Tuesday, April 27, 2010

Bonding

I had quite a day with Rosie yesterday.  I guess in an experienced raiser's perspective, it probably wasn't too major, but from my inexperienced perspective, it seemed monumental.  My sweet girl was totally normal when I checked in on her and the pups around noon, but by 3pm,  I knew something was not right.

Rosie wanted nothing to do with the bowl of vanilla yogurt I had brought for her.  Right there, a retriever refusing food, I knew something was up.  When she finally looked up at me, I was greeted by a big belch and the remains of her lunch.  Yuck!  Upon further examination, I realized that she had developed mastitis and she looked to be in much pain.  A trip to PAWS to see Dr. Jeanne, 3 shots, oral antibiotic and I feel confident that she will be feeling better very quickly.  She still feels pretty awful today and I hope that tomorrow will be a better day!

The first time we saw Rosie and her litter mates!  
This whole experience lead me to think about the bond I have with Rosie.  I am not ashamed to admit that my bond with Rosie initially was weak.  After all this darling fuzzball that came to us at 7 weeks was only to be with us for a short time in her path to become an assistance dog.  I put up a wall reminding myself often, "Don't get too attached, she is not yours"

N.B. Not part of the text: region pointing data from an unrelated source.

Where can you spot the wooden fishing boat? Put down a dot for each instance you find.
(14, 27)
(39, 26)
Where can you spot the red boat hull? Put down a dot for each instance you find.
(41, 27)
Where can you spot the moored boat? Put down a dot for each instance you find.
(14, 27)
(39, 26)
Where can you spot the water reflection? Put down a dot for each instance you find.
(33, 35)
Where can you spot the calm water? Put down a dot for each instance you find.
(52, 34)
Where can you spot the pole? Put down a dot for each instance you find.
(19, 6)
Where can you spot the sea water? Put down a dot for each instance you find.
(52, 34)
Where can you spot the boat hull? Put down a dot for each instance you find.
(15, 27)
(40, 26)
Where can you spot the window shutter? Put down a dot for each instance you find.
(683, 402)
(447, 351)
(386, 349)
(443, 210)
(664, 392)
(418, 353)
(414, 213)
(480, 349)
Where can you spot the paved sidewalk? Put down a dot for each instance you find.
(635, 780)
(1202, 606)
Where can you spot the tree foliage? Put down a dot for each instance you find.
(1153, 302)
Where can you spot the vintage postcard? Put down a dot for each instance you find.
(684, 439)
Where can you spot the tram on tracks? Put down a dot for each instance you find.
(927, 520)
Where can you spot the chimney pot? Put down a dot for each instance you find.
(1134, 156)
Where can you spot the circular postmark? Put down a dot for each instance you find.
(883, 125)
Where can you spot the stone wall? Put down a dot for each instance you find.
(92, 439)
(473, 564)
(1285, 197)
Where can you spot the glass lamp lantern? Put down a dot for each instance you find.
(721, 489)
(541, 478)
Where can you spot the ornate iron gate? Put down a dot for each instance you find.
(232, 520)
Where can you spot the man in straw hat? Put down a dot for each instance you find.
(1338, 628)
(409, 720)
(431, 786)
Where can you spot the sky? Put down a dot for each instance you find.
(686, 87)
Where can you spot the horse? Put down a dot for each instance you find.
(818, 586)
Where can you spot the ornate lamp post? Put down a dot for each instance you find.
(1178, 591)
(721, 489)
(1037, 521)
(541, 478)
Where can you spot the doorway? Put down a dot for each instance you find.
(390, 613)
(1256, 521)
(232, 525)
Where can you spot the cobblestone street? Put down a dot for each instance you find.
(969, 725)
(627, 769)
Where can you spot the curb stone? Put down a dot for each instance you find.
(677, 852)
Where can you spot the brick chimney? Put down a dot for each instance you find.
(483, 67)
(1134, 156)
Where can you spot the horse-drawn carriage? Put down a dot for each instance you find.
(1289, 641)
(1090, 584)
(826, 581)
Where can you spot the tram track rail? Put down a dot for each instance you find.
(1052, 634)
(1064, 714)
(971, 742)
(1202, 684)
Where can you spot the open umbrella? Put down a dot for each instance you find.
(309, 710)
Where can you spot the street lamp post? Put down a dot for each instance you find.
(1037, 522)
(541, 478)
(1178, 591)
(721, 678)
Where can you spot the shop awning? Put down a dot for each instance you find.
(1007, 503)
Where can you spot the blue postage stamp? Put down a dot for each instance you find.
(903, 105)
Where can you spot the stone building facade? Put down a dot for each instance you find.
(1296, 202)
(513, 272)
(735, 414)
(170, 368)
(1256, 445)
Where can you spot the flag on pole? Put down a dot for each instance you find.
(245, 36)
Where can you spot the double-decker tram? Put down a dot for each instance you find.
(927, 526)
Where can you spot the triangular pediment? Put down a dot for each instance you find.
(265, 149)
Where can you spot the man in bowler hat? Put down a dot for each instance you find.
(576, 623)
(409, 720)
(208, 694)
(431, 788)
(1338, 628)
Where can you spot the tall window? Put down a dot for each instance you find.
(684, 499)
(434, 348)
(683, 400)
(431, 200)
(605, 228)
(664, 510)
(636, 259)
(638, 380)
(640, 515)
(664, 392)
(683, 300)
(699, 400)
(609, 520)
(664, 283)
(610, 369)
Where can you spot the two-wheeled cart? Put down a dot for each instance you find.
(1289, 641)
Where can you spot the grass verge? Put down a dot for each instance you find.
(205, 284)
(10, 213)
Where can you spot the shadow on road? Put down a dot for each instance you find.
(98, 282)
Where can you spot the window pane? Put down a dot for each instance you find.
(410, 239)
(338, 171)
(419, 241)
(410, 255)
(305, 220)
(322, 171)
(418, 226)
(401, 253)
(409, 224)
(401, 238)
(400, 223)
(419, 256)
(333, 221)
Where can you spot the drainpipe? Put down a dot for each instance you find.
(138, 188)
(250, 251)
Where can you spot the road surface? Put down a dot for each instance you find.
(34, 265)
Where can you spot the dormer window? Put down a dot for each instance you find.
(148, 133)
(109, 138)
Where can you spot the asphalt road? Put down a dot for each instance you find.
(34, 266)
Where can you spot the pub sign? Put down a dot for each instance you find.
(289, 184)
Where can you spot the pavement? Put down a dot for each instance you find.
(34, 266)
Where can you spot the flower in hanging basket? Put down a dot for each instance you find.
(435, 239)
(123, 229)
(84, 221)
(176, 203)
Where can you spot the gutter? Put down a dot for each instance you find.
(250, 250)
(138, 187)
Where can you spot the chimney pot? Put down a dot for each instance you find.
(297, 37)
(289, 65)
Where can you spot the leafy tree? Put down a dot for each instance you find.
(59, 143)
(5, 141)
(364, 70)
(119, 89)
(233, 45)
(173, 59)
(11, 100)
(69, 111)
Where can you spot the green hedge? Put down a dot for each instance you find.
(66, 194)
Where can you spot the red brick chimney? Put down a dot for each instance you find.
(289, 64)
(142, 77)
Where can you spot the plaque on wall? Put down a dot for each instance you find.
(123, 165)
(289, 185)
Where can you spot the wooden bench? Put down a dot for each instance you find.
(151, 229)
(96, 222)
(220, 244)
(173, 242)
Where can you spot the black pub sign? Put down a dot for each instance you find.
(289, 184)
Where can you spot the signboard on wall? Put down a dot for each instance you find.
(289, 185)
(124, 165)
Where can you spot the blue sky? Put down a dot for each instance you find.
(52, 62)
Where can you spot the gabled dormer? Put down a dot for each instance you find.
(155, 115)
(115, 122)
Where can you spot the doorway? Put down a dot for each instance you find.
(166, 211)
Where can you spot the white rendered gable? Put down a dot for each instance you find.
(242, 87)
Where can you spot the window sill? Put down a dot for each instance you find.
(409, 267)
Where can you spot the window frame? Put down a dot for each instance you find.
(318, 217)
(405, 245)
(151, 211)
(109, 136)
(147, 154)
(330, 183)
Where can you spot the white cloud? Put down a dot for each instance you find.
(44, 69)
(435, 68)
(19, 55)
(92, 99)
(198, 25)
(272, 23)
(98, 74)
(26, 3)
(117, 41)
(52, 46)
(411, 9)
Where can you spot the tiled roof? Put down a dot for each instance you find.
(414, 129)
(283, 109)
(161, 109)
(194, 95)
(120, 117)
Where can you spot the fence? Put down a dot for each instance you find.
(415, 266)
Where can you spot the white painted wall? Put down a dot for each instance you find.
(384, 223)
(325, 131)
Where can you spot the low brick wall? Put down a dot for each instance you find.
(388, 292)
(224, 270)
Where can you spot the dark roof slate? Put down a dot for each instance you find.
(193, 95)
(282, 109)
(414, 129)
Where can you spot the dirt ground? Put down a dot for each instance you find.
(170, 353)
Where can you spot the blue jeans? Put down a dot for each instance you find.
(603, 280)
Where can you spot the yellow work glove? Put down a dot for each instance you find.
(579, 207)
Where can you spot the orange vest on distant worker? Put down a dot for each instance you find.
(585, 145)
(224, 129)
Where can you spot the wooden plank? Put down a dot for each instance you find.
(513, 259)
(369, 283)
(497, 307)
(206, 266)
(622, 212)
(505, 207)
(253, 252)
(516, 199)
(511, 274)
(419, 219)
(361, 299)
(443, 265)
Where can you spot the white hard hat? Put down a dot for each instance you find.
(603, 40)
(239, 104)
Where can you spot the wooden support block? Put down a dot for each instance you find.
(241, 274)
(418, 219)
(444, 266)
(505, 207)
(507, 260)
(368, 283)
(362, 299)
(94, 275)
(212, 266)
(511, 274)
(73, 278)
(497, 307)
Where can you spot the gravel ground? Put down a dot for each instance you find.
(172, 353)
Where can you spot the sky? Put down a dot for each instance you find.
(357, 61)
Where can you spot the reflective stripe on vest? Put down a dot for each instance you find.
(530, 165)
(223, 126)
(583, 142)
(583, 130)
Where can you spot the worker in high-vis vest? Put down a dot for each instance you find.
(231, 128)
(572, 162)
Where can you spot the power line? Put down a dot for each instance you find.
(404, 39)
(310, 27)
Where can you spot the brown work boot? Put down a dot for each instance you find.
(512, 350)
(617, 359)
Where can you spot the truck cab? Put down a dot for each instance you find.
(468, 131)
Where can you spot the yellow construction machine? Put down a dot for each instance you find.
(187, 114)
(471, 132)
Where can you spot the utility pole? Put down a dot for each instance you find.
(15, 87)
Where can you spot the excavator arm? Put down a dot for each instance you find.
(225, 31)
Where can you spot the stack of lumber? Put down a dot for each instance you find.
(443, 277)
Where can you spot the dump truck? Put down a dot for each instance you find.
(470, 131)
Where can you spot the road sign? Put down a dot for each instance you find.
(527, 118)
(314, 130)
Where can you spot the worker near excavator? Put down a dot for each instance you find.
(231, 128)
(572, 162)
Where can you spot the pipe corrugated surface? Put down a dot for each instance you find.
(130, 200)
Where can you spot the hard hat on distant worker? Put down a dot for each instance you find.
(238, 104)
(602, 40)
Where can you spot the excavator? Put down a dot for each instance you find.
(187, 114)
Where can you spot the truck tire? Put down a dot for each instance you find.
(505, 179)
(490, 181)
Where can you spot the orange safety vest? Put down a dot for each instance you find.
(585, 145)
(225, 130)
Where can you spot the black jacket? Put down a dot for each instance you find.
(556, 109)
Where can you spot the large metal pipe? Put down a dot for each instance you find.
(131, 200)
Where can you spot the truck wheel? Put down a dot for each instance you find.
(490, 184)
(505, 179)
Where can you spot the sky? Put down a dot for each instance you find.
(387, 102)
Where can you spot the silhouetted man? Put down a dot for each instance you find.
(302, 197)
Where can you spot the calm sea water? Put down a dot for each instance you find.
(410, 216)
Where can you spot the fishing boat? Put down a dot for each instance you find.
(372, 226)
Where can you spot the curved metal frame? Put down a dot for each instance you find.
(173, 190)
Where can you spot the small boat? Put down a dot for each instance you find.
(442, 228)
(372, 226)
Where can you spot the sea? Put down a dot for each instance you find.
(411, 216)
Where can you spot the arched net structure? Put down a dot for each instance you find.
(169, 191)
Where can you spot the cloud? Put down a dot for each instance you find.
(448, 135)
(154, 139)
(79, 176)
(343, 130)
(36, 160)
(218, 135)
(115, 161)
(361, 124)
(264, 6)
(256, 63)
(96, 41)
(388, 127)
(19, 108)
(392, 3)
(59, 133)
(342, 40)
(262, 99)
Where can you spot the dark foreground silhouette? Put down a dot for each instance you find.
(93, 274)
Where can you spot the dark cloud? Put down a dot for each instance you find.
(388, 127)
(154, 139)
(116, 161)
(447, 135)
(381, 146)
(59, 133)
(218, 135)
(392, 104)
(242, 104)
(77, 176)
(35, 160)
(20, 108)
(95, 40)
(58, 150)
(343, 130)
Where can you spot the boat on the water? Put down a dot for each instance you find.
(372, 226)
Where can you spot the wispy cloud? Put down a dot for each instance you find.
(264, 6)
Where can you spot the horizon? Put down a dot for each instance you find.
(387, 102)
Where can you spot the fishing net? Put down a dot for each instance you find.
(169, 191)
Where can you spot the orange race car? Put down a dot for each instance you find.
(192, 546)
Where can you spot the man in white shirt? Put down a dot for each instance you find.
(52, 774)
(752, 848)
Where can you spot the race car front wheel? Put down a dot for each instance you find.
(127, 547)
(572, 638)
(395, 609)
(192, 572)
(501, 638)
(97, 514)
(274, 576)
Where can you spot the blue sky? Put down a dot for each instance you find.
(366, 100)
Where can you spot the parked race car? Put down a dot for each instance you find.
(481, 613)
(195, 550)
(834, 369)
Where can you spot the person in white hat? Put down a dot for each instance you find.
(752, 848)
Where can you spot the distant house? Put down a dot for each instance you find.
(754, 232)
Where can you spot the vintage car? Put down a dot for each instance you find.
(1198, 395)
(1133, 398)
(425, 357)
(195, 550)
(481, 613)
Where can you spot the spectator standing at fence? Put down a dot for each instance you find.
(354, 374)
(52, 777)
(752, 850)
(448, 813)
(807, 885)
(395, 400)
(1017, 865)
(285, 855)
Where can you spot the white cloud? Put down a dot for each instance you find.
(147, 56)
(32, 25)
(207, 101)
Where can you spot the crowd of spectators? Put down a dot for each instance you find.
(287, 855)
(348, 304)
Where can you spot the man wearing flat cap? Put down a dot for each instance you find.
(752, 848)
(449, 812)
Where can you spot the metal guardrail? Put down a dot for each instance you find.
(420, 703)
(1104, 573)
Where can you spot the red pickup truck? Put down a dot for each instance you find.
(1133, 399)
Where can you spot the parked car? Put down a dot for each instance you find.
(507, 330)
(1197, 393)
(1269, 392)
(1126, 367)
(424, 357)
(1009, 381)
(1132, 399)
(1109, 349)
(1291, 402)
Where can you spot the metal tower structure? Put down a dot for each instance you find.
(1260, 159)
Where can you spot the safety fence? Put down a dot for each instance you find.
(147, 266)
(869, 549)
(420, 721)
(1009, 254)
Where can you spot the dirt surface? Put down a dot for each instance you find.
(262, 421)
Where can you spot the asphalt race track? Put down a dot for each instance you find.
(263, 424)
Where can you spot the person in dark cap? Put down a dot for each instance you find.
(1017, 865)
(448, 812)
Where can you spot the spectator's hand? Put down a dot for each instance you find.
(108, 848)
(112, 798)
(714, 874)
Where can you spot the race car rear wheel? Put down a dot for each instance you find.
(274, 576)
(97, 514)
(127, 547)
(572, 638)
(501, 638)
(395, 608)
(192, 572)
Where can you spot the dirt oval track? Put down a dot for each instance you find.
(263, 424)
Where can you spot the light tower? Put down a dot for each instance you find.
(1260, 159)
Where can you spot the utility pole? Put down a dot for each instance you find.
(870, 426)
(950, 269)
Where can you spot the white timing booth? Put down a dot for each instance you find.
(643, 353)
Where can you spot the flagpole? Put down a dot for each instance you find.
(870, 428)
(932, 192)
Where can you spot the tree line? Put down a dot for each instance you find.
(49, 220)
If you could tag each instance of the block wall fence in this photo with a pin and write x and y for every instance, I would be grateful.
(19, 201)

Rosie's first day at our house.

Besides, I have lots of attachments to keep me busy, great husband, three darling girls and my first born, my four pawed baby, Jackson.  Jackson is the first dog that has ever been mine.  Andy and I bought him the weekend after we closed on our first house more than 10 years ago.  I am so incredibly bonded to him in a way that no other animal will ever compare.

Now, don't get me wrong, I love Rosie to pieces and I am glad that her path has lead her to live with us but our bond is different, at least it was  up until this experience.



My favorite pic of Rosie

As Rosie's belly grew and her temp dropped, I became so much more aware of her.  As labor started, I felt very connected to her and as I watched those puppies come into this world, our bond was changed forever.  She made motherhood seem so easy, almost effortless.  I love watching her care for these babies and as they grow, I am so proud of her.

To see her in so much pain has been difficult.  To see her struggle and wince as she lets her babies nurse is heartbreaking.  I worry about her and she cannot get better quickly enough.  My bond with my sweet fluffer-nutter has changed since she has become a mama dog and I totally adore her.